Appenzeller Pantli IGP

méthode de production

La viande réfrigérée ou congelée est additionnée de sel, d’ail, de poivre et d’épices. Le boucher peut également ajouter du vin. Le mélange est haché à volonté, mais le grain doit rester visible. La masse obtenue est embossée dans un boyau
de boeuf fait de fibres ou en collagène, puis est pressée pendant 3 à 10 jours pour lui donner sa forme typique. Les saucissons crus sont ensuite suspendus pour sécher à l’air. Durant le séchage, on peut aussi ajouter de la fumée (max. 40 °C), en utilisant du bois non traité de différentes espèces. Le séchage réduit le poids d’environ 30 à 40%.
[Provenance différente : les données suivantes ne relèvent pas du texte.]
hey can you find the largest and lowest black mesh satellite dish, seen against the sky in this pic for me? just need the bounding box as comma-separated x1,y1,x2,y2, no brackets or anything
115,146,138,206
apparence et qualités gustatives

L’Appenzeller Pantli IGP a une structure de surface et un calibre réguliers. Sa consistance est compacte. A la découpe, la tranche est lisse. Elle présente un grain fin avec des dés de lard de taille homogène répartis régulièrement.
En bouche, l’arôme d’ail est bien perceptible.

histoire

Selon un maître boucher-charcutier né en 1933, il existe des photos représentant un Pantli dans une foire professionnelle vers la fin du 19e siècle. Dans le livre suisse des saucisses Alles ist Wurst, un autre boucher-charcutier raconte l’histoire de son grand-père qui a commencé en 1896 à fabriquer l’Appenzeller Pantli. Dans une édition de la Zürcher Tagblatt de 1892, l’Appenzeller Pantli est mentionné sous le terme d’« Appenzeller Landjäger » (« gendarme appenzellois » en français). Au 19e siècle, les paysans d’Appenzell élevaient principalement des bovins. Les morceaux nobles de la cuisse étaient transformés en Mostbröckli. A partir des chutes, ils fabriquaient des saucisses crues comme le Pantli ou la
saucisse à bouillir (« Siedwurst » en allemand).

conditionennement

L’Appenzeller Pantli IGP est vendu à la pièce dans trois formats différents.